Of the eight aminoglycosides that are currently used, five are synthesized from different versions of Streptomyces: streptomycin (isolated from Streptomyces griseus), neomycin (isolated from Streptomyces fradiae), paromomycin (isolated from S. rimosus), kanamycin (isolated from Streptomyces kanamyceticus), and tobramycin (isolated from

Streptomyces tenebrarius).

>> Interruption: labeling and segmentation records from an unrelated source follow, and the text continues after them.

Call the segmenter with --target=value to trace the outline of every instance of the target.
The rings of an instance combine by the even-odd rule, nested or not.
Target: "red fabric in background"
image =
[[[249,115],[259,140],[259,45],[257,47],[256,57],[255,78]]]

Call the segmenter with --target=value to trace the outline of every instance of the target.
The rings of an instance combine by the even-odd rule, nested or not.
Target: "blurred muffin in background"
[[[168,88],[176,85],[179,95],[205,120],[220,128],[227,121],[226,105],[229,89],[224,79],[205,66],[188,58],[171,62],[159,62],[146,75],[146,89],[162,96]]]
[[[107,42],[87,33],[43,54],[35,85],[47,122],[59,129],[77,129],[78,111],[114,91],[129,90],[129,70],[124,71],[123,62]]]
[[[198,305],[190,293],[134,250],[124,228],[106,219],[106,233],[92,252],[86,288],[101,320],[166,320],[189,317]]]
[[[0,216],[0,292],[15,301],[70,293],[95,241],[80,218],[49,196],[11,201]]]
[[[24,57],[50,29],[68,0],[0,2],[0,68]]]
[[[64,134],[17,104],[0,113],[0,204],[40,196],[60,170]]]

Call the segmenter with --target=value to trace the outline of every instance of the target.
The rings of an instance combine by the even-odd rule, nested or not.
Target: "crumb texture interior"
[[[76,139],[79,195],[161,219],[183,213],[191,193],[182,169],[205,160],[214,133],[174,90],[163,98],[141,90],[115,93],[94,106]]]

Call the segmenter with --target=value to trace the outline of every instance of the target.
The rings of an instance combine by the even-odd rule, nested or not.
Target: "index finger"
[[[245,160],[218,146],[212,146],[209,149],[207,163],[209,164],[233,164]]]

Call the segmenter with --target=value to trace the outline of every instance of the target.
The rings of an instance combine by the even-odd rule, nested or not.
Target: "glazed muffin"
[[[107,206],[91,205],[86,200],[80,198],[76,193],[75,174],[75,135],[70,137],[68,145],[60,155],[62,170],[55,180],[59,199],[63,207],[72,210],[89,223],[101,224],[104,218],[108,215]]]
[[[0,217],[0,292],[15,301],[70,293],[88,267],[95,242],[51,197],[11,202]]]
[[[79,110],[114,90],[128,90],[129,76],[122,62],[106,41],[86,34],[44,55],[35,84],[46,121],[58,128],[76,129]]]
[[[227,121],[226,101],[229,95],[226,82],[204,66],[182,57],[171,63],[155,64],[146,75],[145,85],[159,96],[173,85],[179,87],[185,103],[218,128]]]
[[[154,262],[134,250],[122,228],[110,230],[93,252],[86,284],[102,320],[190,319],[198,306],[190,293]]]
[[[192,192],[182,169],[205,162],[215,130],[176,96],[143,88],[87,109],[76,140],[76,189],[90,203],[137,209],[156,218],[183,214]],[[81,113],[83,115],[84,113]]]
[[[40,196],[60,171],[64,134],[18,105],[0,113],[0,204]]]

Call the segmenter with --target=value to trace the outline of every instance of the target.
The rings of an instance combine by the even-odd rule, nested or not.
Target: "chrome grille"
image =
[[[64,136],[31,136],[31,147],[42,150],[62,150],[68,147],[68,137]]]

Gentamicin is isolated from Micromonospora purpurea, and it consists of a mixture of approximately equal amounts of three compounds: gentamicines C1, C1a, and C2. Amikacin and netilmicin are semisynthetic drugs. Amikacin is a chemical modification of kanamycin. Netilmicin is a semisynthetic derivative of schizomycin, which is isolated from Micromonospora inyoensis.

Aminoglycoside antibiotics are bactericides. They inhibit protein synthesis and lead to incorrect reading of the genetic code. The common element in the process leading to the lethal outcome of bacteria is the active transfer of the drug from the surrounding medium into the bacterial cell, which leads to a large accumulation of medicine inside the cell exceeding that of the surroundings. Aminoglycosides easily diffuse through the outer membrane of the bacteria and enter the periplasmic space. The initial intracellular region of aminoglycoside action is the bacterial ribosome. There is evidently a minimum of two different types of ribosomal binding: one is specific to streptomycin, and the other acts by binding with other aminoglycosides. Streptomycin binds with the 30 S ribosomal subunit. Other aminoglycosides bind to different regions of 30 S and 50 S ribosomal subunits, and cannot compete with streptomycin for binding with 30 S ribosomes.

Binding between aminoglycosides and ribosomes is expressed as both direct inhibition of protein synthesis as well as incorrect reading of the genetic code from the matrix of mRNA, which leads to the insertion of incorrect amino acids into polypeptide chains. However, none of these effects fully explains the bactericidal effect of aminoglycosides. Aminoglycosides are drugs used predominantly against aerobic and a few Gram-negative microorganisms, S. aureus, and mycobacteria. These antibiotics are not active with respect to anaerobic microorganisms.

Bacterial resistance with respect to aminoglycosides can be explained by changes in binding regions on ribosomes, decline in intracellular transport, and deactivation of drugs by microbial enzymes.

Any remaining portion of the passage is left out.